Before George Bush, it was a European force that controlled Afghanistan. They had ample opportunity to engage the Taliban and al-Qaida in dialogues but didn’t.  Later, they joined with Bush to wage war on Afghanistan; the same George Bush that the committee is now throwing shade at.

America, for all its faults and might, has be ut there trying to do more and has for the world than the collective nations of the EU, including rescuing them from WWII ravages.

Despite America’s notion of “exceptionalism” for itself and known exploits in capitalism, we must look at who has been at this game for the longest.  And it has been the Europeans.

For centuries, Europe promoted institutions like slavery, and colonialism, and oversaw the Middle East demarcation exercises.  They have exploited the riches of the Third World like no other.  These are the nations now looking to promote one-world governance through Obama, in effect a son of the same exploited Third World!

So, this premature prize award could be suspect.  It may be a ploy to control Obama.  The award has caused even supporters of Obama to question his sincerity and prospects in world affairs.  Europeans have had their ambitions to control the world and still do.

When Obama was running for office, the invasion of Iraq was an issue.  He had offered that Afghanistan was the place to fight al-Qaida.  Historians may question his promise on this issue.

And should we blame Bush for the WMD fiasco, Iran's nuclear facility that escaped attention until the announcement by Iran herself may also become an issue.

Is it by coincidence that Mohamed ElBaradei, the UN atomic agency chief who couldn't find WMDs in Iraq in 2005 also didn't know about Iran's second nuclear facility in 2009?

El Baradei, by the way, was quickly awarded the Nobel Peace prize in 2007.

When it came to Obama turn to call at the UN attention to Iran’s second nuclear facility build-up he failed.  However, the failure might be supported by a reason.  Calling attention to Iran’s nuclear facilities would have sounded as bellicose as Bush’s attitude towards Iraq’s WMDs.

Iran's second nuclear facility is a fixed structure. The WMDs that “Bush lied and people died” about could have been movable before the war.

Could the non-actions by Obama, both in Afghanistan and Iran, have influenced the decision for the Nobel Prize Award?

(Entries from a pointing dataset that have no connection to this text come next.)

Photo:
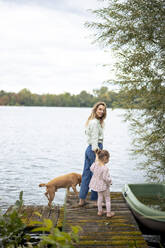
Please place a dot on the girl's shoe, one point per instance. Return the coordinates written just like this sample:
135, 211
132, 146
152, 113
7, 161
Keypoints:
81, 203
110, 214
99, 213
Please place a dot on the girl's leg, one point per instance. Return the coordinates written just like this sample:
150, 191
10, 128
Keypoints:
108, 203
99, 203
107, 200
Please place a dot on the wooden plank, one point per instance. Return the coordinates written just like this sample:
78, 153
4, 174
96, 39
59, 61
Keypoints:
119, 231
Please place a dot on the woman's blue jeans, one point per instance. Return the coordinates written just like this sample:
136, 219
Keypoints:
87, 174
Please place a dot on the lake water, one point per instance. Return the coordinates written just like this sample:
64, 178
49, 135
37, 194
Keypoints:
40, 143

But how about some humane policies of George Bush?  There are several running in Africa.  His MCA plan and PEPFAR, a spectacular generosity for development and funding for the fight against AIDS that has so far saved a lot of lives.  Should these have qualified him for the prize?

There is something ideologically or racially different in the treatment of Bush and Obama by the committee.  The committee seems to patronize Obama more than Bush. 

On the question of race, there is also some difference.   Secretary-General Kofi Annan and President Mandela had solid achievements before they got the awards. Comparatively, what they achieved as individuals cannot e expected from Obama before the award because he had none. 

Obama’s only achievement was becoming the first Black president of a superpower nation.  But after this award, could the Nobel Committee call in the chips on Obama, if the European powers find it necessary to project power unfairly on some Third World nation?

The tendency in world affairs suggests that any prize award can be used as a prod for policy directions.

Unfortunately, Obama could have waited or refused the prize until he had accumulated some solid achievements.  He could have even refused the prize as Jean-Paul Sartre did.  Prize or not, Obama could still have been a hero.  But we have to wait for history to unfold.

 

E. Ablorh-Odjidja, Publisher www.ghanadot.com, Washington, DC, October 10, 2009.